La verdad es que nos parece que la lectura de nuestros anteriores escritos no fueron debidamente realizadas o no supimos expresar correctamente nuestras ideas. Lo que realmente intentamos señalar es que, como nos ha enseñado la historia, cuando un gobernante deja inconclusa alguna obra, esta queda sin terminar debido a que los gobernantes son celosos de a quién son atribuidas dichas obras.
Lo que queremos dejar claro es que a quien debemos priorizar al evaluar cualquier acción de gobierno, es al ciudadano que recibe las bondades de la obra o se ve afectado por la falta de ella o por una mala ejecución de esta.
Precisamente por ello pusimos los ejemplos del proyecto Monterrey VI, el cual ni siquiera se llevó a la práctica debido a la presión de grupos de poder que hicieron aparecer dicha obra como innecesaria y plagada de corrupción, algo que no fue probado pero que impidió llevar a cabo una solución definitiva o por lo menos a muy largo plazo, la línea 3 del Metro que quedó a medias durante casi 6 años y otras más.
Más aún, consideramos que Samuel debe concluir su mandato e intentar terminar con sus obras porque así será su responsabilidad, y solo de él, el que las obras planteadas durante su sexenio sean evaluadas por lo que son, o por lo que serán, y no por lo que pudieron haber sido en caso de que el gobernador actual sea destituido.
Se trata de rendición de cuentas, de que el gobernante haga frente a los resultados de gobierno y no que se escude, o pueda hacerlo, en una situación en la cual resulte fácil culpar a sus contrincantes políticos de haber impedido concluir su mandato y sus obras.
Se trata, desde nuestra perspectiva, de que los gobernantes elegidos por los ciudadanos cumplan con lo que prometieron o de que rindan cuentas en caso de que no lo hagan.
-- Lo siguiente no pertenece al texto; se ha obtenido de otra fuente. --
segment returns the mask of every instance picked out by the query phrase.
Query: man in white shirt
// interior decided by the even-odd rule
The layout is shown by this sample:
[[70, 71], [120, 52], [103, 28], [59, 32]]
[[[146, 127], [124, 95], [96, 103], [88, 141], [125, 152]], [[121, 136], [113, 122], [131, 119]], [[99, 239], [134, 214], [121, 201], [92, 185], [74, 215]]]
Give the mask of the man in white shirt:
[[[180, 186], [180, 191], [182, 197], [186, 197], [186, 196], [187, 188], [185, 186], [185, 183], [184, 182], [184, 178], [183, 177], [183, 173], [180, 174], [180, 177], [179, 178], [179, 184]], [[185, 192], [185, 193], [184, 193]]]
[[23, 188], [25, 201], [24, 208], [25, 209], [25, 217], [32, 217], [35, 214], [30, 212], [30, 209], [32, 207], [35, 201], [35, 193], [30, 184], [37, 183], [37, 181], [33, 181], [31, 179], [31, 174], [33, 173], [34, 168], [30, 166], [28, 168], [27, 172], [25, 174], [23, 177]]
Consideramos que los ciudadanos, en este caso en particular, pueden verse beneficiados con un mejor servicio de transporte público en el caso de que Samuel concluya las dos líneas del Metro y en caso de que reestructure las líneas de camiones que sirvan como surtidoras a las estaciones que se construyan.
Para nosotros eso es más importante que los pleitos interpartidistas que tienen como objetivo la captura de nuevos cotos de poder y de nuevas rentas extraíbles de tales sectores públicos. Consideramos que el servicio a los ciudadanos es la prioridad del servicio público, del gobierno, aunque somos conscientes de que los políticos tienen otras prioridades, como por ejemplo ganar elecciones.
Así es que no, no estamos defendiendo a un político, a un gobernante, estamos, eso sí, pidiendo que rinda cuentas de lo que prometió y de las obras que inició en su sexenio, también estamos pugnando porque los intereses político-partidistas no sean antepuestos a las necesidades de los ciudadanos de a pie.
Se llama, simple y llanamente, rendición de cuentas.